ANOREXIAA MONSTER THAT DEVOURS

For breakfast three wholewheat biscuits forty calories each. At lunch, three carrots à la julienne with lemon dressing and fifty grams of chicken for dinner. No sugar in the coffee, at least half an hour of tapis roulant each day. This, was my first diet “. Serena, now 45 pounds, enormous eyes and sunken bone cheeks, her face lined by her long hazel-coloured hair, she As we speak, she timidly glances at the walls of the room, and betrays an expression of despair. For her, Cavalry hill began three years ago, something so widespread as misunderstood: that of anorexia.
She has skinny legs: wears extra-small for jeans, which nevertheless don’t even bind her calves. Her skin, just like her jeans, doesn’t seem to adhere completely to her clavicle: ” I lost the first chilos involuntarily: I returned from summer vacations slightly slimmer. My thighs have never been a real problem for me, I was always hiding them wearing looser jerseys. But my friends used to compliment me on this and everyone, including my father, used to tell me that I looked so much better. It appeared to me the perfect opportunity to start a new phase of my life: thinner, more beautiful and more popular. I lost more weight within a few months. It seems absurd, but I kept seeing myself fat “.

Today is World Food Day, and among the thousand aspects relating to the topic, there is also bad eating habits: In Italy more than three million people suffer from it and its effects are the major causes of death in the world leading to psychiatric problems. But too often, those who experience this problem and those who observe it on the outside are divided by a huge wall made of misunderstandings and fears: “my father seems completely indifferent – Serena continues – the few times that he drops his gaze on my body he looks confused, maybe a little scared. But he is a person that works very hard and he’s already had too many setbacks in life. Which is why I don’t ask him for help and I try to go on with my ow tow legs. Perhaps he sees this only as a passing teenage phase. ”

But anorexia is not an adolescent whim nor a simple appetite disorder: “The obsession that revolves around food and body weight,” explains Simona Cesar of Aba (Associazione bulimia anorexia) – is a way to communicate an inner suffering. Compulsively keeping contro lover their body becomes an anesthetic that prevents any feeling to be felt “. And to be affected are not only young women: 85% of cases affect children, adult women and teenage girls, and for some years now the problem seems to affect more and more men too.

“My whole life revolves around the meals I skip – explains Serena again: I have learnt with time to leave around peach pips and biscuit crumbs to show my family that I had eaten, and I don’t remember when I have last gone out with my friends. Together with the kilos, I have lost energy, aiminng for ‘ perfection ‘ is a real lifestyle. With time, happiness and determination began to confuse in a profound loss of self-esteem and despair: there are days when I feel invulnerable, having full control of my body. And evenings when, I devour everything I have at hand only to bring it up again, prey to weeping and feeling guilty “.

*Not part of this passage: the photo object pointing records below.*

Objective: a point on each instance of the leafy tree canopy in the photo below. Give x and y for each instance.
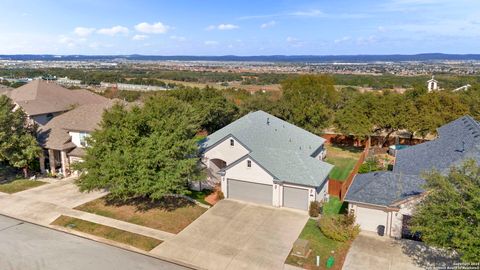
(146, 151)
(449, 216)
(18, 145)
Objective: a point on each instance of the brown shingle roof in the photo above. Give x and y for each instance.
(54, 134)
(41, 97)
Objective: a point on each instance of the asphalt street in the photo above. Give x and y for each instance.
(24, 246)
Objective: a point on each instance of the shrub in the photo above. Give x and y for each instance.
(220, 195)
(370, 165)
(314, 209)
(339, 227)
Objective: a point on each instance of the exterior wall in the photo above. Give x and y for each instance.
(42, 119)
(254, 174)
(369, 217)
(76, 138)
(226, 152)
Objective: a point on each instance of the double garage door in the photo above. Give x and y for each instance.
(263, 194)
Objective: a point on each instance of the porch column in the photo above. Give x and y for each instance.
(64, 159)
(42, 162)
(51, 158)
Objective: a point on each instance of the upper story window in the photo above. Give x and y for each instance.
(83, 138)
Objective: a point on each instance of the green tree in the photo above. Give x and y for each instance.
(449, 216)
(147, 151)
(309, 101)
(18, 145)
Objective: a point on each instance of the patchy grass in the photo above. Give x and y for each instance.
(171, 214)
(343, 158)
(200, 195)
(20, 185)
(334, 206)
(121, 236)
(320, 246)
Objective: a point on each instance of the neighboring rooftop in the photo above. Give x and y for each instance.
(85, 118)
(457, 141)
(283, 149)
(42, 97)
(383, 188)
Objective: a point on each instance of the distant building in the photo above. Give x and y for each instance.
(432, 84)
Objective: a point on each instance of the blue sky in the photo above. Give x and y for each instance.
(261, 27)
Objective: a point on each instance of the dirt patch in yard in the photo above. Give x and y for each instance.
(171, 214)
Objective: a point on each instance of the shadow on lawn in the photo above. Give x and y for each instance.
(167, 203)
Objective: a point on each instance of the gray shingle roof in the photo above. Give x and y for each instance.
(457, 141)
(41, 97)
(383, 188)
(283, 149)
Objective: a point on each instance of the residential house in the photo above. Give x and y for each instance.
(43, 100)
(64, 117)
(385, 200)
(64, 137)
(262, 159)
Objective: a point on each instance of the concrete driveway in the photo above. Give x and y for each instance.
(369, 251)
(60, 192)
(234, 235)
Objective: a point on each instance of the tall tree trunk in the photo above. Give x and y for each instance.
(25, 172)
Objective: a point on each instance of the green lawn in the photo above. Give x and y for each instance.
(171, 214)
(334, 206)
(121, 236)
(321, 246)
(19, 185)
(200, 195)
(343, 158)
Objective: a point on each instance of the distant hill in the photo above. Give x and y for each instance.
(260, 58)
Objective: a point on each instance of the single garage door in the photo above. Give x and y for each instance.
(250, 192)
(369, 219)
(295, 198)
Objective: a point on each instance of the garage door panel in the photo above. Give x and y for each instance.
(295, 198)
(369, 219)
(250, 192)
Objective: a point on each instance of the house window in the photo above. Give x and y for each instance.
(83, 138)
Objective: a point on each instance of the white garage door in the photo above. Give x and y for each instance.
(369, 219)
(295, 198)
(249, 191)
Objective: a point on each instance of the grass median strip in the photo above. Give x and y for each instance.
(121, 236)
(19, 185)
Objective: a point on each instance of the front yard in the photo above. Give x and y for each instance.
(170, 214)
(132, 239)
(343, 158)
(19, 185)
(321, 245)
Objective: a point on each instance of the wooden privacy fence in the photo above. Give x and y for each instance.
(339, 188)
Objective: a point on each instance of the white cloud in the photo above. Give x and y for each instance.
(341, 40)
(268, 24)
(178, 38)
(155, 28)
(211, 43)
(113, 31)
(83, 31)
(223, 26)
(139, 37)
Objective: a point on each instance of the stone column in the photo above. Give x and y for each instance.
(51, 157)
(42, 162)
(65, 164)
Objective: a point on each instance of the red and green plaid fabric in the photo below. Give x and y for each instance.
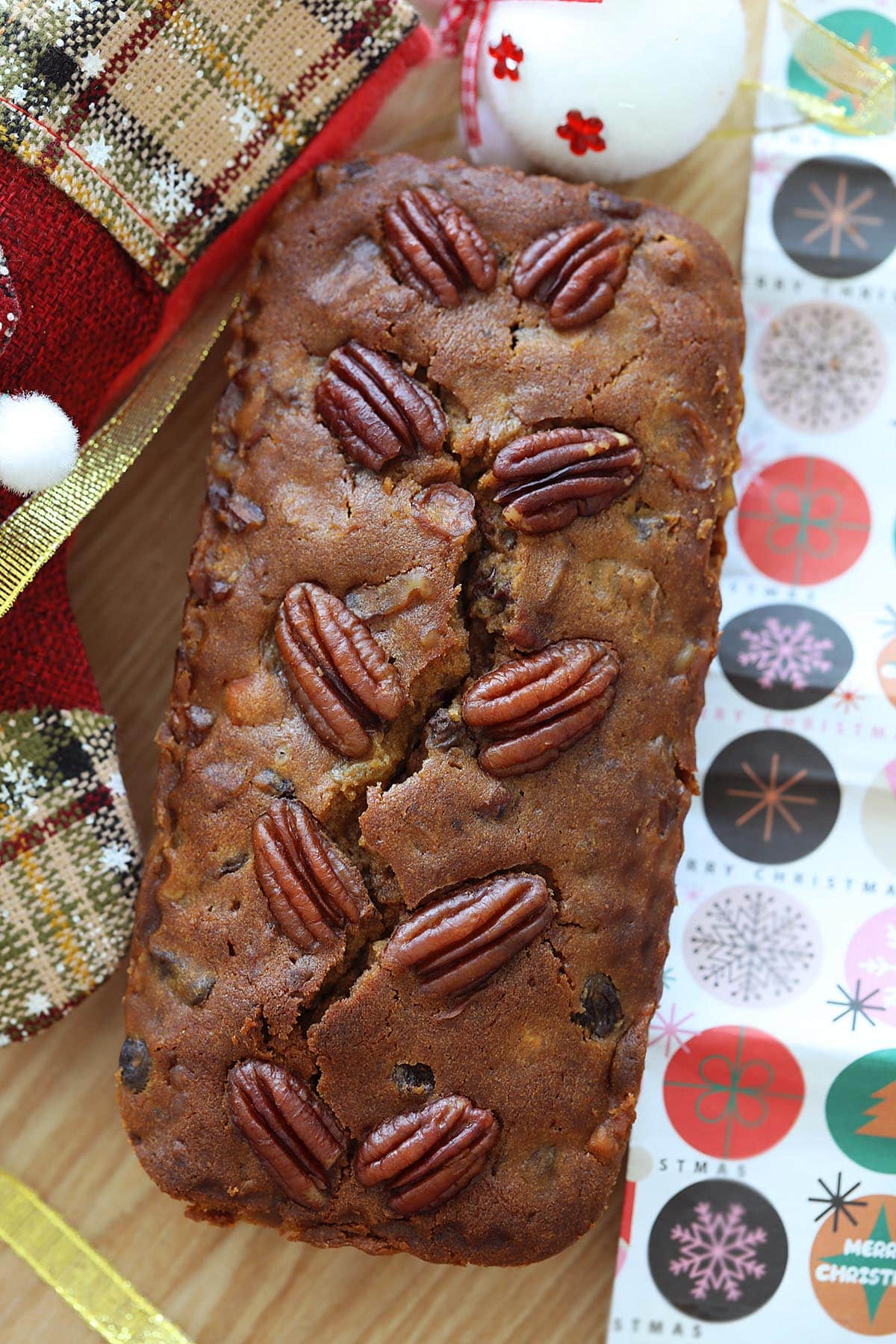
(69, 865)
(166, 120)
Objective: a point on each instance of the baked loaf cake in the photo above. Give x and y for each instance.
(432, 734)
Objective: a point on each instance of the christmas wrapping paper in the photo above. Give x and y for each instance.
(761, 1194)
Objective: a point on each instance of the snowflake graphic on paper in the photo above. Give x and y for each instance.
(847, 698)
(753, 947)
(855, 1004)
(785, 653)
(821, 366)
(883, 965)
(671, 1031)
(837, 1202)
(172, 193)
(114, 858)
(718, 1251)
(839, 215)
(22, 788)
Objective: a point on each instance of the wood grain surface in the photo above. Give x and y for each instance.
(60, 1127)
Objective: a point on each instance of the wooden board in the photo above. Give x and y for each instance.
(60, 1128)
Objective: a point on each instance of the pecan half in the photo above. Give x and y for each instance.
(375, 410)
(435, 248)
(559, 475)
(428, 1156)
(311, 886)
(340, 675)
(574, 272)
(457, 942)
(541, 705)
(292, 1132)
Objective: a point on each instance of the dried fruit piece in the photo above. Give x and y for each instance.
(414, 1080)
(435, 248)
(340, 675)
(445, 510)
(535, 707)
(375, 410)
(559, 475)
(428, 1156)
(601, 1007)
(311, 887)
(183, 976)
(457, 942)
(292, 1132)
(574, 272)
(134, 1063)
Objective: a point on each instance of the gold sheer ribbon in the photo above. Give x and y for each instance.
(63, 1260)
(849, 72)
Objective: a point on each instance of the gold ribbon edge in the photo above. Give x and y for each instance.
(87, 1283)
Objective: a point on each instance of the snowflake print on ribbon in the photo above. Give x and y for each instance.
(785, 656)
(718, 1250)
(871, 962)
(508, 58)
(734, 1092)
(836, 217)
(771, 797)
(10, 309)
(821, 367)
(803, 520)
(583, 134)
(753, 947)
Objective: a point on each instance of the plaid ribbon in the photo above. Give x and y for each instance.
(69, 865)
(166, 119)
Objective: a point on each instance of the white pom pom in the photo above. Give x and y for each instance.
(38, 443)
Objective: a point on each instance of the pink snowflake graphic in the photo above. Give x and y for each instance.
(671, 1030)
(785, 653)
(718, 1251)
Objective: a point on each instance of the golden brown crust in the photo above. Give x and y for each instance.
(553, 1043)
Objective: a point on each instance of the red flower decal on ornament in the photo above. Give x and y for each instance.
(508, 58)
(583, 134)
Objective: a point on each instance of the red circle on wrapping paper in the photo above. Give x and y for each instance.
(732, 1092)
(803, 520)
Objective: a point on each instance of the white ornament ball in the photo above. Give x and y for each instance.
(603, 90)
(38, 443)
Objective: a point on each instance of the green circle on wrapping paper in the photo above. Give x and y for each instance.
(862, 28)
(862, 1110)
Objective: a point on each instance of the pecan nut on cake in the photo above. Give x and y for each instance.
(432, 734)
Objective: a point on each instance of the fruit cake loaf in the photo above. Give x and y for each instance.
(432, 734)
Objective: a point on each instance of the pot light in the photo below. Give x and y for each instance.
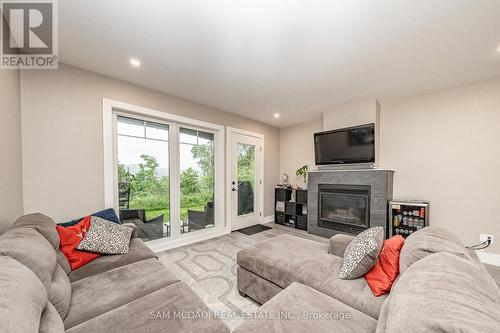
(135, 62)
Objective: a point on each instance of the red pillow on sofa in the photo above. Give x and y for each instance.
(386, 270)
(70, 237)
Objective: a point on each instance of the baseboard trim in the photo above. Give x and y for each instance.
(267, 219)
(167, 244)
(489, 258)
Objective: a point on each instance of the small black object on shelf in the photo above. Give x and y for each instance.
(407, 217)
(290, 213)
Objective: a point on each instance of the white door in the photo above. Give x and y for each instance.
(245, 186)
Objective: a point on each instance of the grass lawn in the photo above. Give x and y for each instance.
(151, 214)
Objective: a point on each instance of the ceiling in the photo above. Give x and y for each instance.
(259, 57)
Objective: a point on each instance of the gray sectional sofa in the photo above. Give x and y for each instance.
(115, 293)
(442, 287)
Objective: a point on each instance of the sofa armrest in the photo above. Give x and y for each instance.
(338, 243)
(134, 228)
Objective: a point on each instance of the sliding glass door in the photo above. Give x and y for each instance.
(197, 179)
(166, 177)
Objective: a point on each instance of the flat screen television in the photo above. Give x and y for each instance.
(345, 146)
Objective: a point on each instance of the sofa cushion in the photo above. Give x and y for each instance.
(41, 223)
(427, 241)
(22, 297)
(31, 249)
(63, 262)
(301, 303)
(106, 237)
(442, 293)
(338, 244)
(51, 322)
(362, 253)
(154, 313)
(138, 251)
(97, 294)
(59, 292)
(286, 259)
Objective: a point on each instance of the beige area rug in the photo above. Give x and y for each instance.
(209, 268)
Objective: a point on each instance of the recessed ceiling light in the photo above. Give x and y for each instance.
(134, 62)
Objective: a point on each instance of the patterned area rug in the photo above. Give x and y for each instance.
(209, 268)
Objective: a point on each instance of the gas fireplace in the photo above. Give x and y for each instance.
(344, 207)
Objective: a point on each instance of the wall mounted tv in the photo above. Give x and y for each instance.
(345, 146)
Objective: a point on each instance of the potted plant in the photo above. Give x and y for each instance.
(303, 172)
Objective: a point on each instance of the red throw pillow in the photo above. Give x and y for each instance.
(70, 237)
(386, 270)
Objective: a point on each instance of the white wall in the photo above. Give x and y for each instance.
(297, 149)
(444, 147)
(11, 201)
(351, 114)
(62, 137)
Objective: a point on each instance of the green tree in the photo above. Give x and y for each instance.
(246, 163)
(189, 182)
(204, 155)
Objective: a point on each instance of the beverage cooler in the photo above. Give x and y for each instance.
(406, 217)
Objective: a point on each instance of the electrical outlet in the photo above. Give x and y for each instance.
(484, 237)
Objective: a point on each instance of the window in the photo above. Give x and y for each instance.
(164, 173)
(143, 176)
(197, 179)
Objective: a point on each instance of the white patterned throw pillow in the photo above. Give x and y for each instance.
(106, 237)
(362, 253)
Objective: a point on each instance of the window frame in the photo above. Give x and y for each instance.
(111, 110)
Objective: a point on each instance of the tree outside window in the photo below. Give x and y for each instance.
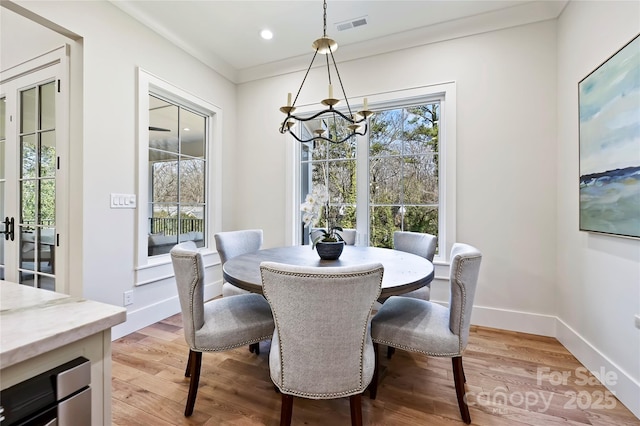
(403, 185)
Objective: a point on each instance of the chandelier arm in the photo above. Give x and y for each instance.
(305, 77)
(341, 85)
(326, 111)
(329, 67)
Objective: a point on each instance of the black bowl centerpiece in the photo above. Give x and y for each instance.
(328, 244)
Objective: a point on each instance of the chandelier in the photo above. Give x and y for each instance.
(331, 125)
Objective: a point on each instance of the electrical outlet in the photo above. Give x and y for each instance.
(128, 297)
(123, 201)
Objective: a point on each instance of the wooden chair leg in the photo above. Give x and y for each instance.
(355, 402)
(390, 351)
(286, 411)
(373, 386)
(459, 379)
(187, 371)
(195, 361)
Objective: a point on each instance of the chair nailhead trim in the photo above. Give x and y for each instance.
(275, 320)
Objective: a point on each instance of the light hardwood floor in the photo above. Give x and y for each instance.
(512, 379)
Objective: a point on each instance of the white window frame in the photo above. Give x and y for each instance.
(445, 94)
(155, 268)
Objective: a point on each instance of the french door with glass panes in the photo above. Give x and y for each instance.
(32, 111)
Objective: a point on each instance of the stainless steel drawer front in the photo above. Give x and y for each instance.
(76, 411)
(69, 381)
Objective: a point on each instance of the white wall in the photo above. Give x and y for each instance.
(114, 45)
(506, 168)
(516, 174)
(598, 279)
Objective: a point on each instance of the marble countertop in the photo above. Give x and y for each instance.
(35, 321)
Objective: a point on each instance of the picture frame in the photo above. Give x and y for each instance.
(609, 145)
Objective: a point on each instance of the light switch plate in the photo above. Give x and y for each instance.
(123, 201)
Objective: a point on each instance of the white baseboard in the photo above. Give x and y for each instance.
(157, 312)
(624, 387)
(504, 319)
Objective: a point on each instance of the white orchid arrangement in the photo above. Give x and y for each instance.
(311, 209)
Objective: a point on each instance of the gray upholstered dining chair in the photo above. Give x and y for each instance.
(321, 347)
(234, 243)
(420, 244)
(421, 326)
(217, 325)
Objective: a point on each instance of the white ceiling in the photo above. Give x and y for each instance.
(226, 34)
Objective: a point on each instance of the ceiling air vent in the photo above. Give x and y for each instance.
(352, 23)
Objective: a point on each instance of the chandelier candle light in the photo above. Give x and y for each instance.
(326, 46)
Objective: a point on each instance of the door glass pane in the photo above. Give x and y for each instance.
(28, 111)
(47, 106)
(191, 181)
(38, 158)
(28, 247)
(48, 154)
(46, 249)
(193, 134)
(47, 205)
(163, 125)
(29, 157)
(28, 202)
(164, 179)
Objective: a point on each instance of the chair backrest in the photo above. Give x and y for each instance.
(189, 273)
(322, 334)
(349, 236)
(416, 242)
(234, 243)
(463, 279)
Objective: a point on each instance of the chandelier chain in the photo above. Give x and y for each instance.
(325, 18)
(319, 123)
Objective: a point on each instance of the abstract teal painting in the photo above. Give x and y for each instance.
(609, 102)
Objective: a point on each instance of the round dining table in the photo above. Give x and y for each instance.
(403, 272)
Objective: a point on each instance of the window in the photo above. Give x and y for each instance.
(403, 172)
(179, 172)
(400, 176)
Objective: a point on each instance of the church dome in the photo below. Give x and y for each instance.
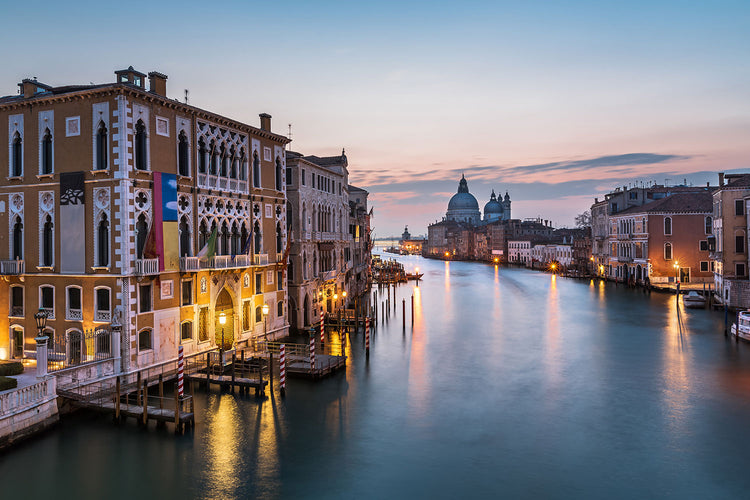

To assist in spreading this “virus” that is so pervasive, in addition to the “fame” of love and attention, there is the web: the many forums that lurk behind become the only meeting point for all young women, who, in the absence of a reference of a reference point, navigate in deep seas, Simona from Aba explains: “we are working all over the country, but what we do every day is an almost solitary undertaking”. A slap to the institutions, whose help is still very limited.

“You can fight anorexia – ends Serena – but it leave scars in the heart and on the skin. At first, I wouldn’t listen to anyone who wanted to pull me off from the pitch dark tunnel: I was afraid of getting fat and losing control of my life. But outside the home, I found that listening enabled me to transform into words all that emptiness inside of me that I always tried to anesthetize with contro lover my body. I still can’t accept many types of food: I select the colors, smells and even shapes. I can’t take medicine, eat cakes and any sort of drink that is not water. In the face of my body, it looks like a threat. But the desire to return to live is becoming all the more stronger above anything else. I ‘m only twenty and one day, hopefully, I’ll be able to speak about the journey which too often makes you forget the way back “.